Die "Kreativen", sprich, die Mitarbeiter in den wenigen übriggebliebenen ernstzunehmenden Redaktionen, und die wenigen guten, investigativen Journalisten wurden in den letzten Jahren zunehmend "freigesetzt", arbeiten jetzt auf selbstständiger Basis oder schreiben eher für Werbeagenturen denn für Zeitungen. Die verbliebenen festen Mitarbeiter schreiben im Wesentlichen von der Konkurrenz ab, oder zitieren Agenturmeldungen. Auch das ist nicht per se erhaltenswert -- im Gegenteil: das braucht kein Mensch. Good riddance. Das große Zeitungssterben kann beginnen, und zumindest so wie die Zeitungen heutzutage aufgestellt sind ist das auch kein Verlust.

Der neuste Rettungsanker ist ja nun, die eigenen Inhalte kostenpflichtig zu machen, sprich, als Abonnent des Druckerzeugnisses darf ich die Online-Inhalte kostenlos lesen, und als Nicht-Abonnent muss ich ähnlich viel zahlen wie für ein Print-Abo wenn ich die Online-Inhalte lesen möchte. So jedenfalls die Idee. Meiner Meinung nach ist das kein Rettungsanker; es gleicht eher dem Einlegen des 5. Gangs 100 m vor dem Abgrund. Hoffentlich haben die Jungs einen Fallschirm dabei.

sic transit gloria mundi

Warum ich das für eine schlechte Idee halte? Ganz einfach: weil sich in weiten Teilen der Bevölkerung (zumindest unter den Netzaffinen) das Konsumverhalten was Nachrichten angeht komplett verändert hat. Und zwar nicht nur aufgrund der "Umsonstkultur".

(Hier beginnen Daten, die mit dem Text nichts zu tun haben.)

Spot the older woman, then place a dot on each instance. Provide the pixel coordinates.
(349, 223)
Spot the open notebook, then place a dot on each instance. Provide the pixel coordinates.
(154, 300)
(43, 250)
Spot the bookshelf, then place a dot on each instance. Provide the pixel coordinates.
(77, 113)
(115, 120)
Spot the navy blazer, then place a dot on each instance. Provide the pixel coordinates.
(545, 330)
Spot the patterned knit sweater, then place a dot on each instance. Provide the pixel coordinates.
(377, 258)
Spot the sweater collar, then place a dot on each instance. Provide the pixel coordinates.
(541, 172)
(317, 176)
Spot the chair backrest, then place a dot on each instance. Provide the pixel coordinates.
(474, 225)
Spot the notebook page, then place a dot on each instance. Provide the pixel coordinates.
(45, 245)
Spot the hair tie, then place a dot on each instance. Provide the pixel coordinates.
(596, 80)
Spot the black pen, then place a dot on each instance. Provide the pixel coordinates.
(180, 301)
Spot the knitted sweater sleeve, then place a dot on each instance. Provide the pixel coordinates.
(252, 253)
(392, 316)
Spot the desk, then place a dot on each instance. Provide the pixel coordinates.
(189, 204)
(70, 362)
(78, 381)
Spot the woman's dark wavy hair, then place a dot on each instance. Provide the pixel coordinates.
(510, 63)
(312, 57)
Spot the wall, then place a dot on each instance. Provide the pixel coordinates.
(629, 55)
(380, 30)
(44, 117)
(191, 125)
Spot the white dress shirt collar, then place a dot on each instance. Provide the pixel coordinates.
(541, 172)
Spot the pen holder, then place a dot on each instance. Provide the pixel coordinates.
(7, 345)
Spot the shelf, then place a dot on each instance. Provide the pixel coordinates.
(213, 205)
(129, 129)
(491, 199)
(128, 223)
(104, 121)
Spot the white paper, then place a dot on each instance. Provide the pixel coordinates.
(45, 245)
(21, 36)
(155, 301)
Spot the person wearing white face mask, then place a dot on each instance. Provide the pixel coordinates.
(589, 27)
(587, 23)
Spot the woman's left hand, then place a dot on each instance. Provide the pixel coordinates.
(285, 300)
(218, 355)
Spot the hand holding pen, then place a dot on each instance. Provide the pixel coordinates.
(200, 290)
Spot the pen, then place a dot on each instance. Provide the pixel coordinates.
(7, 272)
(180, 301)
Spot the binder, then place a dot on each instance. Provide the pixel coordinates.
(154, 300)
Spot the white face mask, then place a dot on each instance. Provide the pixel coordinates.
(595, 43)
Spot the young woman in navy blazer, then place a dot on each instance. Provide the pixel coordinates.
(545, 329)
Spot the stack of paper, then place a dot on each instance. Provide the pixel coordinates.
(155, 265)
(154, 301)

Ich persönlich konsumiere meine Nachrichten jetzt seit ca. 15 Jahren praktisch ausschliesslich online. Fernsehen erschöpft sich bei mir i.A. in einmal die Kanäle rauf- und runterzappen, einmal traurig Kopfschütteln weil schon wieder nichts vernünftiges kommt, und dann einen Druck auf den Aus-Knopf der Fernbedienung. Radio höre ich auf längeren Autofahrten, und auch nur dann wenn ich keine Lust auf die eigenen "Musikkonserven" habe. Die Tageszeitung habe ich abgeschafft, als ich festgestellt habe, dass ich morgens beim Frühstück nicht zu viel mehr kam als zum Lesen der 1. Seite und zum Überfliegen von ein paar weiteren Seiten. Das heisst, ich war trotz Print-Abo immer noch schlecht informiert, denn ich las ja nur wenige Artikel, jeder Artikel spiegelt ja nur eine Meinung wieder, und mehr als die eine Meinung zum gegebenen Thema gab es nicht. Dennoch hat allein die Tageszeitung einen 40cm Altpapierstapel produziert -- pro Monat. Was eine Umweltschweinerei. Und wie ineffektiv.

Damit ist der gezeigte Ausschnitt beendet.